Hermansky-Pudlak syndrome is a disorder characterized by lack of granules in multiple different tissues resulting in oculocutaneous albinism, which causes abnormally light coloring (pigmentation) of the skin, hair and eyes. Those affected by the disorder typically have fair skin and white or light-colored hair, causing them to have a higher risk of skin damage and skin cancers caused by long-term sun exposure, as well as often lighter colored eyes (rarely pink or red eyes as seen in some albino animals). Hermansky-Pudlak syndrome also causes problems with blood clotting (coagulation), which leads to easy bruising and prolonged bleeding because of problems with the platelet granules (the chips in the platelets). The gene associated with the condition include HPS1 and HPS3. The condition is inherited in an autosomal recessive fashion.
RUNX1 Germline Variants
RUNX1 FPD/AML is a hereditary blood disorder that predisposes an individual to develop hematological malignancies (such as leukemia). RUNX1 is inherited in an autosomal dominant fashion. Those with the blood disorder typically present as having low platelets (thrombocytopenia; their platelets are also functionally impaired, causing bleeding problems such as nose bleeds, excessive bleeding during minor surgery and easy bruising.
More RUNX1 Resources:
- RUNX1 Research Program:The online community for individuals with RUNX1 FPD/AML
- Video showcasing the Anderson Family
- A Spotlight on RUNX1 and Inspiring Family Story
Familial Thrombocytopenia and Leukemia Predisposition Syndrome
Variants in ETV6 are responsible for a familial thrombocytopenia and leukemia predisposition syndrome. Thrombocytopenia is almost always present but is usually mild. Leukemia is reported in some (not all) of individuals who have a pathogenic variant in this gene. This condition is inherited in an autosomal dominant mode.

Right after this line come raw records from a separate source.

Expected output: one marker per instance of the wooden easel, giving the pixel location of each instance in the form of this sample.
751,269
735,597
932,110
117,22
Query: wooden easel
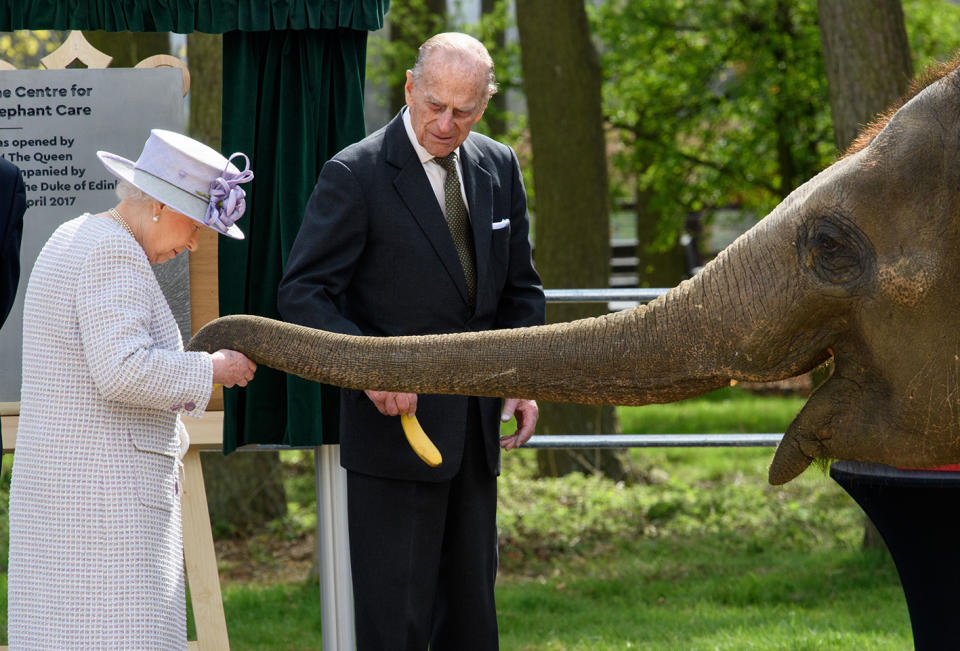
206,433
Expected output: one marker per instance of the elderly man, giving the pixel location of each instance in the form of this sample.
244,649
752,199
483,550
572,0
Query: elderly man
421,228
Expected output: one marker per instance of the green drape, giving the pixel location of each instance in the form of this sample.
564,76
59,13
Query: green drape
293,77
185,16
297,99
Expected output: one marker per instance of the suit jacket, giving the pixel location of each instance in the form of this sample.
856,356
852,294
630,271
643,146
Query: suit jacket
374,256
13,203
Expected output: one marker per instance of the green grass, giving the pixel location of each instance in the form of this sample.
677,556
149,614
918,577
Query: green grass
700,553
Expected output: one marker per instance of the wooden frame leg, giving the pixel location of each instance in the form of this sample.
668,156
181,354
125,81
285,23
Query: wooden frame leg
201,561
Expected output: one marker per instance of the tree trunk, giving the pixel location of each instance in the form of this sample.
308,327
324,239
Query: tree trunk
867,58
244,490
495,115
570,175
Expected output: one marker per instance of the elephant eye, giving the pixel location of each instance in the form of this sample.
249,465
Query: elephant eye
826,243
835,250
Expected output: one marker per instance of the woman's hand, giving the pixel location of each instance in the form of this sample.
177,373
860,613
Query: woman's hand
232,368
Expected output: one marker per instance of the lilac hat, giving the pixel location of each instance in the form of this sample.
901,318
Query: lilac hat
188,176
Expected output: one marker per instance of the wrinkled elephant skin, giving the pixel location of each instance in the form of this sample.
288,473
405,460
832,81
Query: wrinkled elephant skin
861,263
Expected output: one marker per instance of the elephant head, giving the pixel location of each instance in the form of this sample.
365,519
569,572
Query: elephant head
861,264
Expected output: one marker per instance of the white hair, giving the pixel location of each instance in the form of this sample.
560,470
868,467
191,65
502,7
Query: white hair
463,48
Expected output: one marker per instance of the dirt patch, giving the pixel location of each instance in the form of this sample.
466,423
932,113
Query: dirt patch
265,559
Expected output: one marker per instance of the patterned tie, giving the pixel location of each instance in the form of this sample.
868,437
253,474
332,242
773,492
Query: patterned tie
458,222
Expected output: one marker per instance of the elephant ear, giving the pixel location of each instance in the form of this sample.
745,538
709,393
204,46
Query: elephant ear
834,424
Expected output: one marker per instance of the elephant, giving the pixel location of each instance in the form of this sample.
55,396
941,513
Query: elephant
859,265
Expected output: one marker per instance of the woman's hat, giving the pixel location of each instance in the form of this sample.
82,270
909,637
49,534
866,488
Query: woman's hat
188,176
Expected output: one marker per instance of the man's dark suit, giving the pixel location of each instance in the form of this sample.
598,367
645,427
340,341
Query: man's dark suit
374,256
13,203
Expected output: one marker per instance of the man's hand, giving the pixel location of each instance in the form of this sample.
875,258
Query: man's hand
389,403
526,412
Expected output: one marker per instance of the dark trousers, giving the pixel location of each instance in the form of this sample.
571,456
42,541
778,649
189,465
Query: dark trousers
424,557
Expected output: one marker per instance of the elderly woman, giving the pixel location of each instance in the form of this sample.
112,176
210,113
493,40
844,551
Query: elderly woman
96,555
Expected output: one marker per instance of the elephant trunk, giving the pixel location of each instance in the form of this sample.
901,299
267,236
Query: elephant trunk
683,344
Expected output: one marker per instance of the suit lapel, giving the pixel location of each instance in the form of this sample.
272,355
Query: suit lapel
414,190
479,187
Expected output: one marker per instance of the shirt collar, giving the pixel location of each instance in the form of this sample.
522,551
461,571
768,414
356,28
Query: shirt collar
424,156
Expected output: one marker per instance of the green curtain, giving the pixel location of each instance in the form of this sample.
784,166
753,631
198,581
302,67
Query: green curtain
296,99
185,16
293,77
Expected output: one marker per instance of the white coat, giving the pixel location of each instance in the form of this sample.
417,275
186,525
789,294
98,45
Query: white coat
96,553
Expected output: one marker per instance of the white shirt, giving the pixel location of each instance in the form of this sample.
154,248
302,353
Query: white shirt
435,173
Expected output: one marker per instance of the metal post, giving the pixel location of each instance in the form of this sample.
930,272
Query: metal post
333,551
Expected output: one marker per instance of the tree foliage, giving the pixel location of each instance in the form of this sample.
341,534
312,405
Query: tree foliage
725,103
712,104
24,48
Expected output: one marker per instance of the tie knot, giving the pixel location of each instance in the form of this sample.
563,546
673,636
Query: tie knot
448,162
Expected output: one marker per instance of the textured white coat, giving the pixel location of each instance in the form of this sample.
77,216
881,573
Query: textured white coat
96,554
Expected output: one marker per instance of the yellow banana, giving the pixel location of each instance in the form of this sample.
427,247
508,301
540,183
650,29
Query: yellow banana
419,441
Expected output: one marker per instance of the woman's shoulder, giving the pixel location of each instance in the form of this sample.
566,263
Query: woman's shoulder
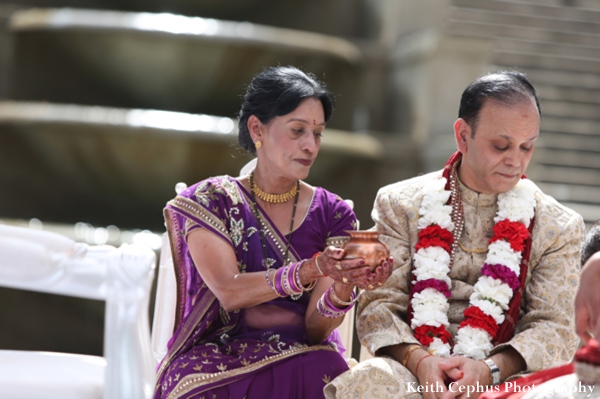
216,188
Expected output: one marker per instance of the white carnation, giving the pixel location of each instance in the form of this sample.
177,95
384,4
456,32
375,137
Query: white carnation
500,252
439,348
442,216
432,262
489,308
430,307
473,342
488,287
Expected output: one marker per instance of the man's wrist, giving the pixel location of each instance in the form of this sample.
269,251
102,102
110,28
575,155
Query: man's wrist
494,371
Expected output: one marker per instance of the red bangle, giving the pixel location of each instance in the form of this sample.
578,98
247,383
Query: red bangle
419,362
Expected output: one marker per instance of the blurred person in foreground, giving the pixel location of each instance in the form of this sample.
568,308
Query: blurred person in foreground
587,301
486,264
262,286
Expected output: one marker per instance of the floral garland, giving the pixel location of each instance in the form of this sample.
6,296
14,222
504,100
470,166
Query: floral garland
493,290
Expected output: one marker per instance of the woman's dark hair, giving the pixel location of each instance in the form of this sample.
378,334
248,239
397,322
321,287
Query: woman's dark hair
591,243
278,91
506,87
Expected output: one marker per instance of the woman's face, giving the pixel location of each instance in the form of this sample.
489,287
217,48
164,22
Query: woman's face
290,143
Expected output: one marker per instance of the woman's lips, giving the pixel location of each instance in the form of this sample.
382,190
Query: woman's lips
305,162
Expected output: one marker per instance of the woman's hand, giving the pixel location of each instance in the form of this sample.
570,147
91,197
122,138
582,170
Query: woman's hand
379,276
350,271
467,376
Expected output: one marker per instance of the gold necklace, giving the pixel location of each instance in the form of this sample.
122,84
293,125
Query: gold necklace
273,198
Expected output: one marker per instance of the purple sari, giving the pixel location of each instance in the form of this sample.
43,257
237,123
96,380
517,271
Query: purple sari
219,354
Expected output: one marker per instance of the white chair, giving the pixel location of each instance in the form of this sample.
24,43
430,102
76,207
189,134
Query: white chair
48,262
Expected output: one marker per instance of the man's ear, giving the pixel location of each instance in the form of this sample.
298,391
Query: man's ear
255,128
462,132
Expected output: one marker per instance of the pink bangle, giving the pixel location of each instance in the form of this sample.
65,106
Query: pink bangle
419,362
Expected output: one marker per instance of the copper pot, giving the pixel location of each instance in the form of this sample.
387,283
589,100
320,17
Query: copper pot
366,245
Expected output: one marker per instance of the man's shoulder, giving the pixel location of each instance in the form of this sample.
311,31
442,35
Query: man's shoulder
549,210
408,189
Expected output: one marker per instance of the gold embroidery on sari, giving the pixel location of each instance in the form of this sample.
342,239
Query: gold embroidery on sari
192,207
192,381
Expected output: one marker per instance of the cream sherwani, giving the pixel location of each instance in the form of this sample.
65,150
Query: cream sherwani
545,334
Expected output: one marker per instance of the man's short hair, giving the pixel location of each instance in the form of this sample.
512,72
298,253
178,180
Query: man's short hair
591,243
506,87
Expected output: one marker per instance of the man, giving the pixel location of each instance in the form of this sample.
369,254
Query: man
486,264
587,301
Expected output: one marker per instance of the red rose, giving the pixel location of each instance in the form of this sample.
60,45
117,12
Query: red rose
434,236
514,232
475,317
425,334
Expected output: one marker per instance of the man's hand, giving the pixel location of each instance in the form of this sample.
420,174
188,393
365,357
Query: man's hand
466,373
431,375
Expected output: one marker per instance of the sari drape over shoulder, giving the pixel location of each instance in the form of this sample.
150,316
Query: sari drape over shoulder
225,353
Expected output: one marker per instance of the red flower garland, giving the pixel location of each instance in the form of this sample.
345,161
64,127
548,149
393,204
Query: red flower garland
425,334
435,236
514,232
475,318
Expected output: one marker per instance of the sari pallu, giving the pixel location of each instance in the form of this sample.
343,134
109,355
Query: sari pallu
214,352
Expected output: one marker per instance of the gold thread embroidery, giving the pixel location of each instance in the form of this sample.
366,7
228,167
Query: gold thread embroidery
192,381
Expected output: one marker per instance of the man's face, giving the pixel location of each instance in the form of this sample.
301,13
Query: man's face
499,153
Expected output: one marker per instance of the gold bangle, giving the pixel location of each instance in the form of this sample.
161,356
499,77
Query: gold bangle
409,352
317,264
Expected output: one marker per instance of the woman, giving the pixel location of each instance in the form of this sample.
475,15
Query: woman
262,288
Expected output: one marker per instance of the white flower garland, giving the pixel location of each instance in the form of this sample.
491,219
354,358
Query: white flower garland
491,296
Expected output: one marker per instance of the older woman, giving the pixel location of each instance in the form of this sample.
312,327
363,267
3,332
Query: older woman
262,285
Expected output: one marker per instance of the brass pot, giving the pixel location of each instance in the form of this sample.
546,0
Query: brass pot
366,245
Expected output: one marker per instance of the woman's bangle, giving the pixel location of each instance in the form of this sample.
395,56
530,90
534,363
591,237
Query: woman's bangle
316,257
419,362
270,283
338,300
409,352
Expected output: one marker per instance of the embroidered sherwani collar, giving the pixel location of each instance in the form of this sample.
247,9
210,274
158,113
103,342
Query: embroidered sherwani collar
474,198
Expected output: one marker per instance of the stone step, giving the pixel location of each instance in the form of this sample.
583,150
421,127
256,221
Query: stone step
491,30
562,157
564,79
585,4
546,61
562,174
548,48
569,109
570,125
559,12
571,192
517,20
568,141
570,94
165,61
69,163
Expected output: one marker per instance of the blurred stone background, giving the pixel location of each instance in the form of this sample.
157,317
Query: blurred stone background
106,105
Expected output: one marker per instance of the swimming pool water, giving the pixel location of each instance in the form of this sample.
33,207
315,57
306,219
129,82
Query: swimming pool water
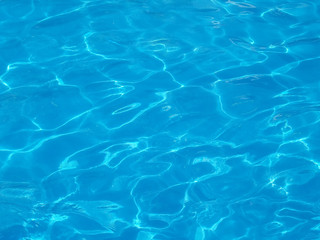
160,119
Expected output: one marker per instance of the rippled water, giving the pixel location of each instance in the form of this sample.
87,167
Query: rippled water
160,119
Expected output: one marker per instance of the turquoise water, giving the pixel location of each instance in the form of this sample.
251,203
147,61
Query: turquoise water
160,119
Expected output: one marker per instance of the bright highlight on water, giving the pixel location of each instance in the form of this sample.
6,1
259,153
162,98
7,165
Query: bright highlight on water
159,120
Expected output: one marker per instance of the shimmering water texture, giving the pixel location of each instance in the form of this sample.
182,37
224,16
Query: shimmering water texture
160,120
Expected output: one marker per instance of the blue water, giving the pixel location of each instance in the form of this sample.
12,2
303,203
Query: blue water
160,119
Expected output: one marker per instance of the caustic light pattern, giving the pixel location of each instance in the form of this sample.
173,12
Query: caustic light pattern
159,119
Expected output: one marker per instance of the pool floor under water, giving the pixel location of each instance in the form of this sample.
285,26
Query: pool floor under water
159,120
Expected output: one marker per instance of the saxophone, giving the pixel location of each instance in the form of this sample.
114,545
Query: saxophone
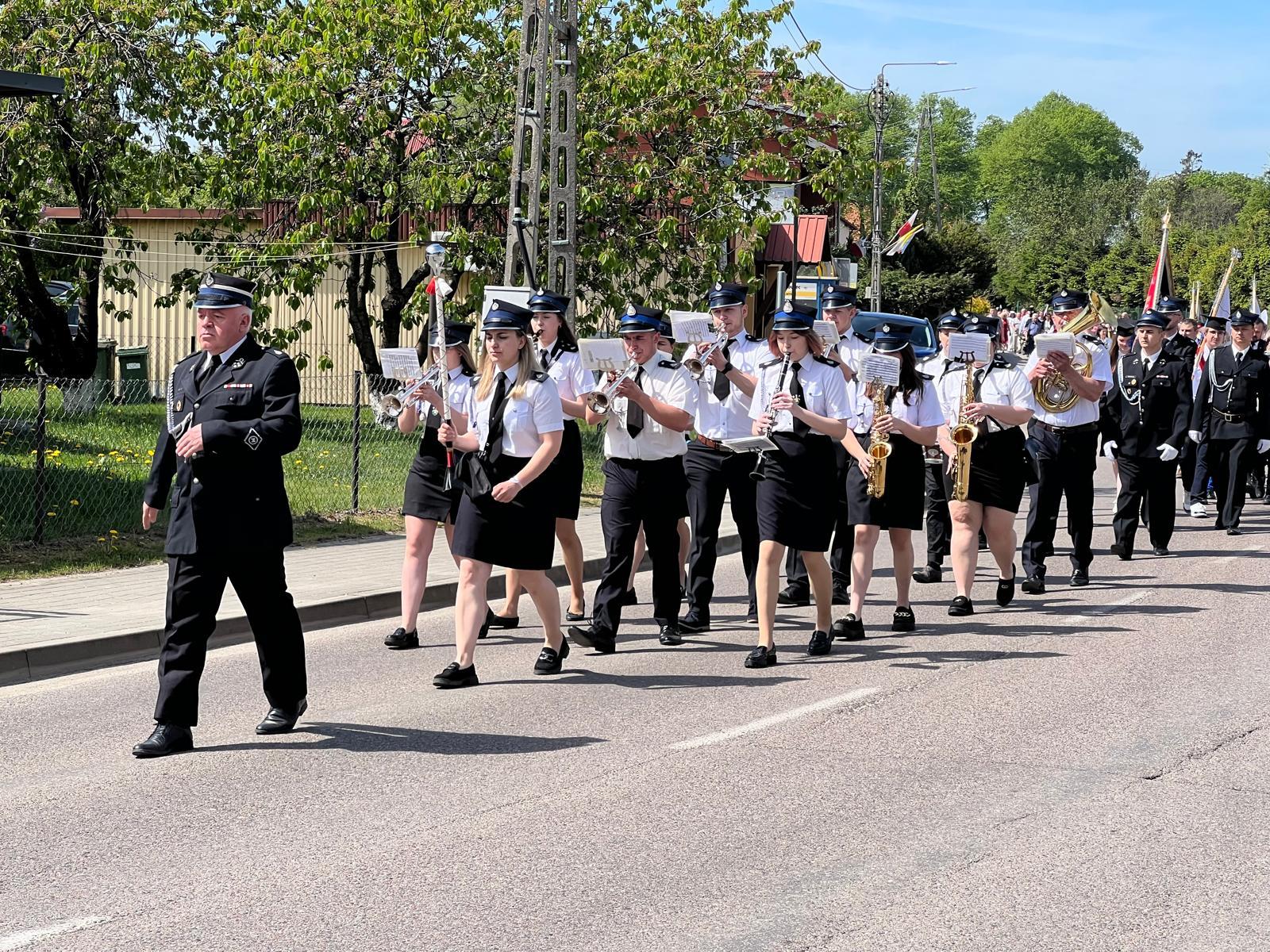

This is an inherited metabolic disease. There are three different types of Gaucher disease. Type one is identified more in individuals who are of Jewish descent (Ashkenazi Jewish) but can affect families from any cultural group. All types are due to recessive pathogenic variants in the GBA gene. Individuals with Gaucher disease have a very low level of an enzyme called glucocerebrosidase which can result in bone pain, thrombocytopenia, anemia, and an enlarged liver and spleen.
Variants in MECOM
Pathogenic variants in MECOM lead to bone marrow failure and skeletal abnormalities (such as radioulnar synostosis) and is inherited in an autosomal dominant fashion. At this time, there is little information known about pathogenic variants in this gene. Information will be updated as it becomes available.